Splunk includes a powerful search language for crafting simple to sophisticated searches. To learn more about Splunk's search syntax, see the User Manual search reference section. Here are a few other things you can do with your searches.

Saved searches

Saved searches are search strings that have been saved for reuse. Saving a search allows for capture of useful and lengthy strings. Splunk ships with a few pre-configured, useful saved searches:

  1. Daily indexing volume by server
  2. Errors in the last 24 hours
  3. KB indexed per hour last 24 hours
  4. Messages by minute last 3 hours
  5. Splunk errors last 24 hours
  6. all

Share a saved search or save it as private. Shared and personally owned private saved searches appear by default on the bottom of the landing page:

http://www.splunk.com/assets/doc-images/30_admin7_savesearchweb/allsearches.jpg

Saved searches allow for knowledge capture and sharing. Splunk administrators can create saved searches to distribute to all their Splunk users. You may wish to distribute saved searches in bundle directories to other systems in your data center. Learn more about bundle directories.

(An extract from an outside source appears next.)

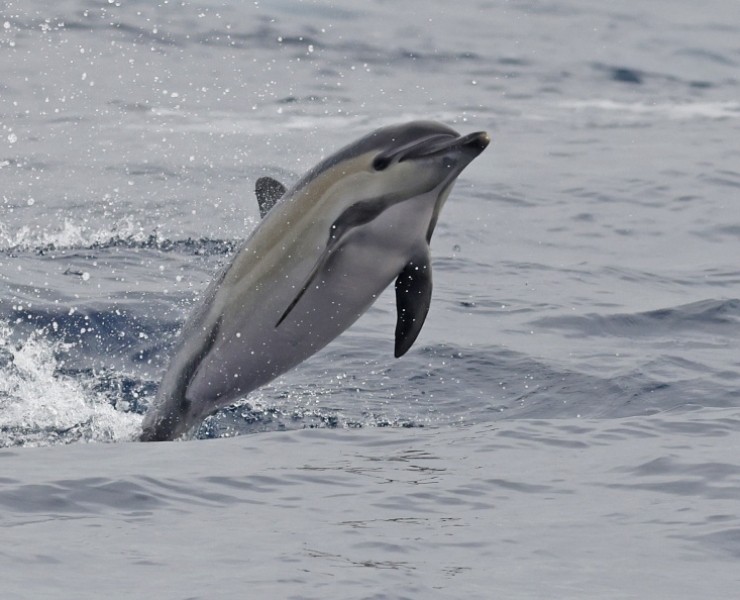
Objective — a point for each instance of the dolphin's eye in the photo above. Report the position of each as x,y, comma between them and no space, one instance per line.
381,162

Form search and Macro search

  • Macro searches are saved searches with variables. Fill in the variables at search time.
  • Form searches work just like macro searches, but include an additional interface for searching.

Alerting

Set any saved search to run on a specific schedule, trigger alerts, send emails or RSS feeds. Learn more about setting up alerts via Splunk Web or the savedsearches.conf file.

Alerts can also trigger shell scripts. This is one way to configure Splunk to work with other applications. Two examples include sending SNMP traps and sending syslog events.